Finger Pointing

by | Jan 15, 2021

Above: The U.S. Capitol / Photo by Louis Velazquez on Unsplash

If we are to learn anything from the storming of our nation’s capitol honest reflection is in order. Who are we? What do we want for our country? How can all people have a voice in democracy? What changes are necessary? When will we look at the issues of race and wealth distribution? These are but a few things that need to be explored.

U.S. Capitol rioters, Jan. 6, 2021. Photo by Blink O’fanaye

While Jan. 6 will go down in history (mostly in infamy) this is not the first time riots and violence have claimed the day. The Whiskey Rebellion, Shays’ Rebellion, and the Dorr Rebellion (right here in Rhode Island), are things kids read about in school. All too often we look to Watts, L.A., and the protests following the George Floyd incident, but fail to remember the Democratic Convention in 1968, the Civil War Draft Riots and the carnage in Tulsa. Riots are not just a Black thing. They are also not relegated to left-wing extremists. There is plenty of guilt to go around.
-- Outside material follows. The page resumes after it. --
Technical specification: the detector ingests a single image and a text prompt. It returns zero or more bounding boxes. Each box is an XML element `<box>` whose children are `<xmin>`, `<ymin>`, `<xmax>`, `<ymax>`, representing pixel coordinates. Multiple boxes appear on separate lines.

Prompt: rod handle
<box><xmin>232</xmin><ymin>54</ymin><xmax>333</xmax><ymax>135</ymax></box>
I wrote a poem Again and Again to examine the cyclical futility that comes from ignoring core reasons. Yes, America is a great place. But equally a “yes” is our need to do some deep soul searching. Jan. 6, 2021, was also a day when the first Black man and another of Jewish descent were elected to represent Georgia in the Senate. That is something we can brag about. Only in America.

Again and Again

A bunch of arrests
Some mea culpas or two
Band aids on bullet holes
The old is now new
Until once again
Somewhere down the line
True causes are exposed
Time after time

Fingers get pointed
And words are exchanged
White folks over dinner
Cry out who is deranged
But off on the margins
It’s the same status quo
The capitol’s been stormed
Still change is a no

Books will be written
Shows will explain
Creating spin cycles
Where only few gain
But beneath this miasma
So raw and uncouth
Lies something forgotten
And that is the truth

The ideals of a nation
So platonically pure
Have yet to be attained
And one thing is sure
Until we can listen
Until folks will hear
We’ll see such things happen
Year after year

Flags being weaponized
By those wearing horns
Are not saving America
Instead faithful should mourn
We’ve been here before
Let’s look to our hearts
True changes are needed
So today let’s all start

Democracy will never be a perfect process. In fact, our founders knew this and that is why guardrails were built in. James Madison knew that we would have to check ourselves against our wants. Sure, changes have to be made, but these, hopefully, have an end in mind that factors in what is best for all. Perhaps a beginning might be our recognizing the importance of history and civics lessons in our schools.
See you soon – Bob

Bob Houghtaling is the director of the East Greenwich Drug Program, a mental health counselor, and a poetry lover.